A. Fit a multiple regression model with the Volume as the outcome and Girth and Height as
the explanatory variables
```{r}
m1 <- lm(formula = Volume ~ Girth + Height, data = trees)
summary(m1)
```
B. Run regression diagnostic plots on the model. Based on the plots, do you think any of the
regression assumptions is violated?
```{r}
plot(m1)
```
We can see from the Scale-Location plot that the assumption of equal variance plot is likely not met, as the line deviates on the plot rather than remaining generally horizontal throughout. Additionally, there is one overly influential data point in the model, as shown by the Residuals vs Leverage plot.
3.
A. Run a simple linear regression model where the Buchanan vote is the outcome and the
Bush vote is the explanatory variable. Produce the regression diagnostic plots.

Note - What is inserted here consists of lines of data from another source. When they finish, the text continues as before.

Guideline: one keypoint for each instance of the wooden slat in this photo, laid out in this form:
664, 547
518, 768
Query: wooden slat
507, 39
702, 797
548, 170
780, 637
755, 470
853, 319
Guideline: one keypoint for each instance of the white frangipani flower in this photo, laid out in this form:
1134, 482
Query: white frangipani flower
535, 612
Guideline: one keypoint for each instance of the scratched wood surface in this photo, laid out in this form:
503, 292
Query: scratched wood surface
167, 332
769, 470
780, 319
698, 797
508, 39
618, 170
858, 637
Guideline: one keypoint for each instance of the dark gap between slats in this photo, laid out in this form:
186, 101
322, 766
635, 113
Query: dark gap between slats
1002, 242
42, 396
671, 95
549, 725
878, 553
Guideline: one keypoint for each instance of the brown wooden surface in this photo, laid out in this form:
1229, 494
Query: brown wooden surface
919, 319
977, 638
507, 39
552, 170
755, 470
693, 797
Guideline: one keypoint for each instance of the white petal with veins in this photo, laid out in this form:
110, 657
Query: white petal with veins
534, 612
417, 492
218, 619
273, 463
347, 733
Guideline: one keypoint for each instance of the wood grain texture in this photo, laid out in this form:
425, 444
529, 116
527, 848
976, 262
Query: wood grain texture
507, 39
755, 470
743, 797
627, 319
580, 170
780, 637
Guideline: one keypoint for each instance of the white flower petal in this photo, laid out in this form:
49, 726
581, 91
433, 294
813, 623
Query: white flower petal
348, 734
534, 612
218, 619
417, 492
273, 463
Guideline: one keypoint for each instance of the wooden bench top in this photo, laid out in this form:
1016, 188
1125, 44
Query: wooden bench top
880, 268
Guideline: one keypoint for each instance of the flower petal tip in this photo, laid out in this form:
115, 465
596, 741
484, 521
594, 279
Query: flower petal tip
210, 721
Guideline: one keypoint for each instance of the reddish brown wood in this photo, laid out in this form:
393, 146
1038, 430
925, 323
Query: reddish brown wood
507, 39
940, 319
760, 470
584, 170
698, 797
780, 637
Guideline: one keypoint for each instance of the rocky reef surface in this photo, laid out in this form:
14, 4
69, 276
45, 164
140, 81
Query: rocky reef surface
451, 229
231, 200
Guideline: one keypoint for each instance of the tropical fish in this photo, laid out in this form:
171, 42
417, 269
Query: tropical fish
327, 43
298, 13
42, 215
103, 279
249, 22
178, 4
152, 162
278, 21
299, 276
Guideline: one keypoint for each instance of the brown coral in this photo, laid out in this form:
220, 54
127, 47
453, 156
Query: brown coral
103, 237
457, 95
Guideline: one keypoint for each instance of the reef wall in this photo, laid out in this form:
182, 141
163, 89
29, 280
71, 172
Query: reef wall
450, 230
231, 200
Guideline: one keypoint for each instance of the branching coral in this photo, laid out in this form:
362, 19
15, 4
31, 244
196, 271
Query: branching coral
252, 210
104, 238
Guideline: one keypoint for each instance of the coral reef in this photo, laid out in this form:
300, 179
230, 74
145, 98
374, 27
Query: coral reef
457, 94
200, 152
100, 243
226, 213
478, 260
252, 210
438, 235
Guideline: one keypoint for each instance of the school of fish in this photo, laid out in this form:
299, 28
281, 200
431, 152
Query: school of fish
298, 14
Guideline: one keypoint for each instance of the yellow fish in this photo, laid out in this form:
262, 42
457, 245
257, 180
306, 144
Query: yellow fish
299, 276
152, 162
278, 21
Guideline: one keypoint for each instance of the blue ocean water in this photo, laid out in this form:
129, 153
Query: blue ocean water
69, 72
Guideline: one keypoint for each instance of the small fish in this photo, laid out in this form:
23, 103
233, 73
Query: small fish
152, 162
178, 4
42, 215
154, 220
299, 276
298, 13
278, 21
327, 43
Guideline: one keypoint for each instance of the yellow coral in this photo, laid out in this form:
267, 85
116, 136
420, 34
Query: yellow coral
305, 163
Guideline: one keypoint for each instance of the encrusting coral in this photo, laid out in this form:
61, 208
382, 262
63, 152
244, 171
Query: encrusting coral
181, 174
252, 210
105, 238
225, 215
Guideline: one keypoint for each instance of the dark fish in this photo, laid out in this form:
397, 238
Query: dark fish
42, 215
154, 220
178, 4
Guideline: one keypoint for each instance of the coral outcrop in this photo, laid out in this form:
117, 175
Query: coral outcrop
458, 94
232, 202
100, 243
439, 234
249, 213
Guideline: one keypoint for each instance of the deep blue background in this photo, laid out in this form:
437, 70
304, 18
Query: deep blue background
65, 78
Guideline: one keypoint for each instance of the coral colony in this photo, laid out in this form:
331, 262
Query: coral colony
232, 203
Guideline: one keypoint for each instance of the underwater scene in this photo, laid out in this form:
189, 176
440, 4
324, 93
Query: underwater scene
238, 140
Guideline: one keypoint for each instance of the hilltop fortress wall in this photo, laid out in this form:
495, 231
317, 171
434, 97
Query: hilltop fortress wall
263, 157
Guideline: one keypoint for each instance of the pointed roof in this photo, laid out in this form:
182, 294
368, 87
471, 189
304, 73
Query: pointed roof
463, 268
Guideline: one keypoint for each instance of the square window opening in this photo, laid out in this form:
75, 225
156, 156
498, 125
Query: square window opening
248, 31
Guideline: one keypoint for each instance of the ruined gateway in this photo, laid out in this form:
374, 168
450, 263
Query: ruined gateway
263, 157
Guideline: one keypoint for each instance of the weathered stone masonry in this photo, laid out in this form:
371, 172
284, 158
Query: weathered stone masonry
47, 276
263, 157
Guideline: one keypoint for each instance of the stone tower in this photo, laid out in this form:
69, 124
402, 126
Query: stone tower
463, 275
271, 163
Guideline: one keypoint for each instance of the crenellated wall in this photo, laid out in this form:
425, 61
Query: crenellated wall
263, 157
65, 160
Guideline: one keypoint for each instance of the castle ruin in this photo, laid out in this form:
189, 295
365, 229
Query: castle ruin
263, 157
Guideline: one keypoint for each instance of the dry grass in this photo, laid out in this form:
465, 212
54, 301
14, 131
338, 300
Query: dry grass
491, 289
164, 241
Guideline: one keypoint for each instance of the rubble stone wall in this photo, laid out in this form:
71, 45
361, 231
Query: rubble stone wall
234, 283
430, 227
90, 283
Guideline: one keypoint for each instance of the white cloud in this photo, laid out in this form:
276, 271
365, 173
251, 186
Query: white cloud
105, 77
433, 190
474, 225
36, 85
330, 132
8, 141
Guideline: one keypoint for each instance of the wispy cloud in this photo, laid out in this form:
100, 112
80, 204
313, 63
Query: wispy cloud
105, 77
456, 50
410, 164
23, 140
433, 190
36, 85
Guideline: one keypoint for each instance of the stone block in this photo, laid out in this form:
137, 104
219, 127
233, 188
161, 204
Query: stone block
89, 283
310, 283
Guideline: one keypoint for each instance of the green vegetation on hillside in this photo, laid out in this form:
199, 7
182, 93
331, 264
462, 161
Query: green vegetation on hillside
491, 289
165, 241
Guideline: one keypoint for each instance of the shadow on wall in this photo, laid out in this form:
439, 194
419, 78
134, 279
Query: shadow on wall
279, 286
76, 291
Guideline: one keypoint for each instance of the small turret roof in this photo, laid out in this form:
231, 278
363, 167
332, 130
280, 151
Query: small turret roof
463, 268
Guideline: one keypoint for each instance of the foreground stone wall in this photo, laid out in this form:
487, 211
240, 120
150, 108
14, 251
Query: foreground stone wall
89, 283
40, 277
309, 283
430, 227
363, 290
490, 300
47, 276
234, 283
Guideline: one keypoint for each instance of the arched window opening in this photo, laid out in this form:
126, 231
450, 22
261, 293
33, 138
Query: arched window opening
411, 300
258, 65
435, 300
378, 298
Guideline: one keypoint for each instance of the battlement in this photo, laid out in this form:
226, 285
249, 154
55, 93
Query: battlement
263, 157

Is Palm Beach
County an outlier based on the diagnostic plots? Why or why not?
```{r}
data("florida")
m1 <- lm(Buchanan ~ Bush, data = florida)
plot(m1)
```
Palm Beach is an outlier based on the diagnostic plots because the plots show Palm Beach plotted far outside the average line on all 4 plots.
B. Take the log of both variables (Bush vote and Buchanan Vote) and repeat the analysis in
(A.) Does your findings change?
```{r}
m1 <- lm(log(Buchanan) ~ log(Bush), data = florida)
plot(m1)
```
Taking the log of both variables does place Palm Beach outside Cook's distance, but it' otherwise it's still close to it. Given the nearness to Cook's distance and otherwise still being plotted far outside the average on all plots, I would still consider Palm Beach an outlier.